Advice 3 : How to pump if there is horizontal bar and parallel bars

To develop their own programs of bodybuilding is enough floor, horizontal bar and parallel bars. World champion in bodybuilding to become does not work, but a muscular body to create quite real. It is sufficient to exert maximum effort and patience.
Pulling - a basic exercise on the bar
You will need
  • - the horizontal bar;
  • - the uneven bars.
Instruction
1
Foot pump with horizontal bar and parallel bars fail. Use squats on one leg "pistol" and by standing with one foot on a stool. Wide muscle of the back swing pull-UPS wide grip to chin and behind his head. For long muscles of the back, use gipernatriemia body on the bars. To do this, hang on the bars so that the stomach lying on one of the rungs, body with hands and feet down.
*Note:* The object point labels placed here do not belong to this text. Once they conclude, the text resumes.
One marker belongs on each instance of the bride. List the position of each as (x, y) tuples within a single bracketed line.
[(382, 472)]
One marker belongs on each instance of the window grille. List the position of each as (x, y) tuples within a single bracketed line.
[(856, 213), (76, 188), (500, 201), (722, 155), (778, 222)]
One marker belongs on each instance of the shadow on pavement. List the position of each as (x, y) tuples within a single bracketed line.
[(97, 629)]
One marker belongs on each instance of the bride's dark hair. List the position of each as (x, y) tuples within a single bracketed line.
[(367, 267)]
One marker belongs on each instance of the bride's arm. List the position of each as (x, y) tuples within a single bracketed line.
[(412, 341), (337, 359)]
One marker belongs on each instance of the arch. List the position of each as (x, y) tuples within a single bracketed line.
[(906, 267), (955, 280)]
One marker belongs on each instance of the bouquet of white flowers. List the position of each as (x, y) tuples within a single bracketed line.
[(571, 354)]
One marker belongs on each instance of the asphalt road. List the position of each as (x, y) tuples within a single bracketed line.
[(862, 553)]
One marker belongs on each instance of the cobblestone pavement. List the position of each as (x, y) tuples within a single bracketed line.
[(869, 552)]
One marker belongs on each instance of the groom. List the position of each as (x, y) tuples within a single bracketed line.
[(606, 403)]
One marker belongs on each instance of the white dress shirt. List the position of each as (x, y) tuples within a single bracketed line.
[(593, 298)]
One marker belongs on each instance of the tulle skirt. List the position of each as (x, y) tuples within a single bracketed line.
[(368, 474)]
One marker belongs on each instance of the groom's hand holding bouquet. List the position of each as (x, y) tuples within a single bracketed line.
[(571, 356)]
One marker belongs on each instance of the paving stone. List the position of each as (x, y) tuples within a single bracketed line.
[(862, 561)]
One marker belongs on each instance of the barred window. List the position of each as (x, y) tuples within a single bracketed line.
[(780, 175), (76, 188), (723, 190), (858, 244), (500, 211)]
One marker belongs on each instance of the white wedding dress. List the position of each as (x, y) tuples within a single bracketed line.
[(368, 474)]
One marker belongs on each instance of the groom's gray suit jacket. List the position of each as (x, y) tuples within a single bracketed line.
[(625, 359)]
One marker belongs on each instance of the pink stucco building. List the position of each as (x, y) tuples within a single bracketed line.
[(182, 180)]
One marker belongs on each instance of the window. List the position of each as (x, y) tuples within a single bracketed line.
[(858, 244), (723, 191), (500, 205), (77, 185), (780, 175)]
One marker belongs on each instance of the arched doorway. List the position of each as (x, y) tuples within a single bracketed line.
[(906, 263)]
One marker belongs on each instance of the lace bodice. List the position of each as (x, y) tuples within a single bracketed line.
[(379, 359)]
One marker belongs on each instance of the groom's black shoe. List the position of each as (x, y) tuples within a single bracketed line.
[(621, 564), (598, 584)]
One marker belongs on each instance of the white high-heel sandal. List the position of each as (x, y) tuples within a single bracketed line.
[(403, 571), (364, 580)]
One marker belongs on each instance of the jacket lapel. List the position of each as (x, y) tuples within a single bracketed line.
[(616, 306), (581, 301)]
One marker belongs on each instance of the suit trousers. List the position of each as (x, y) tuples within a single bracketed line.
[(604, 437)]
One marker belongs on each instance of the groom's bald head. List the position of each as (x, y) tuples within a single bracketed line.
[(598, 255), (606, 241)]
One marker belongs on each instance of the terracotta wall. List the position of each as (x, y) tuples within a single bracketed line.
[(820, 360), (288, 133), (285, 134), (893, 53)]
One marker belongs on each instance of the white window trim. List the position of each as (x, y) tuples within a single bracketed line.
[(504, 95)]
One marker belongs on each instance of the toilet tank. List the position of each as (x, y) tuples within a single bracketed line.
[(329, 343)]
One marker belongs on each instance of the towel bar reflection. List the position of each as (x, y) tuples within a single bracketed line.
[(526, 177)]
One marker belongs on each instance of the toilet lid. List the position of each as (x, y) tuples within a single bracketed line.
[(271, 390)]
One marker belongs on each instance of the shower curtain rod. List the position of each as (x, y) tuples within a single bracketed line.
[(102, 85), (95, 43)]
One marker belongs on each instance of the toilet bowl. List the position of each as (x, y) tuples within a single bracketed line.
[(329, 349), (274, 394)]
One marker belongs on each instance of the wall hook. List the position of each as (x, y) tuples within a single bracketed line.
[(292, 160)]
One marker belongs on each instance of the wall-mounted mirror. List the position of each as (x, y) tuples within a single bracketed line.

Fix the feet for another bar and begin to straighten the torso.
2
Pectoral muscle it conventional push-UPS to simple and wide bars. If simple push-UPS on the uneven bars podhisita your knees to your chest to increase the load on the muscles of the chest. Also use the equivalent of push-UPS, leaning feet and hands on the crossbar of the projectile. Useful this exercise: making a lifting force on the bar start to bend and unbend your arms.
3
Download biceps with pull-UPS on the bar reverse grip. Triceps exercise with push-UPS on the uneven bars grip from the inside. To work out the abdominal muscles, use the leg lifts to the head in vis on the crossbar, the leg lifts focus on the bars, and the following exercise. Hang on the bar upside down to keep the legs bent at the knees. From this position start the UPS to the bar. To build side muscles, in the previous exercise when approaching the torso to the bar take turns to the side.
4
Train 3 times a week so that between sessions was 1 day. Do each exercise no more than 15 times in one approach. Enough for beginners 3 approaches for each exercise. Subsequently, the number of sets can be increased. Break between sets – no more than 1 minute. The whole exercise should not take more than an hour, and after a year of occupations it can be increased to 2 hours. In order to meet this time, gradually reduce the break between sets.
5
In order to achieve faster progress in a day of rest to start a jog, active, ski, swim. Note on food: it must be complete, with a high amount of protein and carbohydrates. Get carbohydrates from fruits and vegetables, cereals and bread. Get proteins from meat, fish, poultry, grains, and legumes. Additionally, take vitamin-mineral complexes.
Note
Unlike the exercises with weights, training on the horizontal bar and parallel bars are useful, even the youngest athletes.
Useful advice
To avoid abrasion of the skin on the palms of the hands, engage in a special sports gloves.